Le gel et les congères mettent le réseau des CFF à rude épreuve

Aiguillages gelés, blocs de glace scotchés aux wagons, le froid perturbe la circulation des trains

Le gel et les congères ne paralysent pas que le réseau routier. Les voies ferrées en souffrent également. Depuis deux jours, les CFF se battent contre les aiguillages gelés, la formation de glace sous les wagons et les projections de ballast provoquées par la chute de ces gros glaçons.

En images: La bise et le froid font frissonner la Suisse romande

Mercredi matin, la ligne du Val-de-Travers, utilisée pour les liaisons CFF et TGV Neuchâtel-Paris, a été dérangée à cause d’une installation gelée à la hauteur de Travers. Mardi après-midi, le trafic CFF a été perturbé entre Lausanne et Genève à cause du froid. «Il ne s’agissait pas d’un problème d’aiguillage gelé mais de congères et de formation de glace sous le châssis des trains entre Saint-Prex et Etoy. Or, lorsque la glace chute sur un aiguillage, celui-ci peut être empêché de tourner. En revanche, le risque de projection de ballast est aujourd'hui réduit, car, à la suite des études menées avec l’EPFL, la hauteur de la couche de ballast a été modifiée», résume Jean-Philippe Schmidt, porte-parole des CFF.

Trois-cent soixante personnes prêtes à intervenir

«Dans un cas de ce genre, on réduit la vitesse de manière préventive à 80 km/h. En ralentissant la circulation, il n’y a plus assez de capacités pour faire passer tous les trains. C’est pour cela que nous avons stoppé les Intercity à Lausanne. Nous en avons supprimé deux par heure et par sens. Les rames InterRegio ont en revanche continué de circuler entre Lausanne et Genève. Nous avons tout fait pour pénaliser le moins de clients possible», poursuit-il.

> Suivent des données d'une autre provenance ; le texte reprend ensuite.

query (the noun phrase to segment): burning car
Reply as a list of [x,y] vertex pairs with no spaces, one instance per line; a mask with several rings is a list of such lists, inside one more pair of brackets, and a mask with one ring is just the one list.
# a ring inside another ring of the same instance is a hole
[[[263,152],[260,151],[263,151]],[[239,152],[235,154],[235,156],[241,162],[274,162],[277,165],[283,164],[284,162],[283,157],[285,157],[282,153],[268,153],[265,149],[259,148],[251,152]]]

Les CFF sont équipés pour intervenir en cas de fortes chutes de neige, de formation de congères ou de gel. Ils disposent d’un service d’hiver de 360 personnes prêtes à être mobilisées pour lutter contre les dégâts du froid. Ces collaborateurs sont répartis dans tout le pays. En Suisse romande, quarante personnes basées à Genève et à Lausanne peuvent être engagées entre ces deux villes.

7400 aiguilles chauffées

Affectées aux travaux d’entretien des voies, ces équipes assurent la permanence de mi-octobre à mi-mars. Le centre d’analyse de Berne établit des prévisions météorologiques pour chaque gare. Il s’appuie sur les données communiquées par les stations réparties sur le réseau et sur des sondes de température posées sur les rails. Environ 7400 aiguilles, soit à peu près une sur deux, sont équipées d’un chauffage électrique (62%) ou à gaz (38%). Toutes celles qui se situent sur les voies principales entre Lausanne et Genève sont chauffées, précise Jean-Philippe Schmidt.

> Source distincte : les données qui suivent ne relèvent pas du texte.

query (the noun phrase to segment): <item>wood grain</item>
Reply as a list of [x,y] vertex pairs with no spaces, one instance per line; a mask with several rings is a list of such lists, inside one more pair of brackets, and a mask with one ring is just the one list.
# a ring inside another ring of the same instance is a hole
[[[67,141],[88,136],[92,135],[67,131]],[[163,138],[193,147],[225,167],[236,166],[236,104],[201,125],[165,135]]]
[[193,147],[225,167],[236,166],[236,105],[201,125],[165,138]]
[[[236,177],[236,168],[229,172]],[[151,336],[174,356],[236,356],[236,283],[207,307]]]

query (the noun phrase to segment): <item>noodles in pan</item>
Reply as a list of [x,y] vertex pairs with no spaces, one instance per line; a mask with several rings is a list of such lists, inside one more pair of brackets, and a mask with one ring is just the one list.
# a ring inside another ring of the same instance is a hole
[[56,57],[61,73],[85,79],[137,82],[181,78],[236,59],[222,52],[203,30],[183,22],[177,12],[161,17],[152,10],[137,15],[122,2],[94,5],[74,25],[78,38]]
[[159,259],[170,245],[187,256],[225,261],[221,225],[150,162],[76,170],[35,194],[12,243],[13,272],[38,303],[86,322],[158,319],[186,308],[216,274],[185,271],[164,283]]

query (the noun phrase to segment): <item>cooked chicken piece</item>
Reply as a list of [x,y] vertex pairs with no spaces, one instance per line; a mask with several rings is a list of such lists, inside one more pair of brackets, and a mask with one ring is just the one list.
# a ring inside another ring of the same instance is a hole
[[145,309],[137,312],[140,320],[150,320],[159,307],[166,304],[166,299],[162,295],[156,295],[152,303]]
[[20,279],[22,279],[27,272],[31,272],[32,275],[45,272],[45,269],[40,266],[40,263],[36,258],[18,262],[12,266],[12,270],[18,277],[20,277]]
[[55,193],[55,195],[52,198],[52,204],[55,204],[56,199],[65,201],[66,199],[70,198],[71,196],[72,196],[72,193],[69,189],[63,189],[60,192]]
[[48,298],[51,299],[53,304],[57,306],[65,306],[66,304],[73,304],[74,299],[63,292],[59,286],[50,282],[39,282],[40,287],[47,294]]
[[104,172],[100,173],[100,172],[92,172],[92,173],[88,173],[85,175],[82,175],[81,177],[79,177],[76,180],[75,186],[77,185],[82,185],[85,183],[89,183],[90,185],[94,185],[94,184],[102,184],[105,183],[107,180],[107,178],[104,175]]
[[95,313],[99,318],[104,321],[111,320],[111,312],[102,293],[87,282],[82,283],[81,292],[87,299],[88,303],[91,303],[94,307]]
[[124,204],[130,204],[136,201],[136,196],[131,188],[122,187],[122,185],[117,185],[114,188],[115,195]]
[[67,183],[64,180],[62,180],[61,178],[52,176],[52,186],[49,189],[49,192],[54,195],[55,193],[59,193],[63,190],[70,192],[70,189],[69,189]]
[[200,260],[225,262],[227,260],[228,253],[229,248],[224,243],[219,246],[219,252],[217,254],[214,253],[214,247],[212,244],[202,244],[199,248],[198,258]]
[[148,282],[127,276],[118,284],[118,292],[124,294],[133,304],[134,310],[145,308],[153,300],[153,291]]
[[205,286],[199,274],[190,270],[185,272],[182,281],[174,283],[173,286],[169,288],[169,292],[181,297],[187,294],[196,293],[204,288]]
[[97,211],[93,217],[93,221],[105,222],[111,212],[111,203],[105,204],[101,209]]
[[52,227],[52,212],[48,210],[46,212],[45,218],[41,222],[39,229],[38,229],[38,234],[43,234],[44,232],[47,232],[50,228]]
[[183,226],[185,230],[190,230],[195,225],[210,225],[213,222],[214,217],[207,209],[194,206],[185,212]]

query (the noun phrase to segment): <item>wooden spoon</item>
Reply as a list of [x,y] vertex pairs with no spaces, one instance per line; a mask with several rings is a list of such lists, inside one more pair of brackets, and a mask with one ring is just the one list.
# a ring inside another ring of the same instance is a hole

Ces chauffages sont déclenchés automatiquement et fonctionnent jusqu’à moins 20 degrés. Mais il peut arriver qu’ils se bloquent en cas de bise forte, car celle-ci peut projeter de la neige gelée à l’intérieur du dispositif. Peu de cas ont cependant été signalés ces derniers jours. Le froid peut provoquer d’autres perturbations, comme des pannes de moteur des barrières, des dégâts aux rails ou des blocages de portes. Parmi les mesures préventives, les CFF maintiennent les locomotives et automotrices sous tension lorsqu’elles ne circulent pas. Cela évite la formation de givre sur les vitres et permet de chauffer les voitures avant leur mise en service matinale.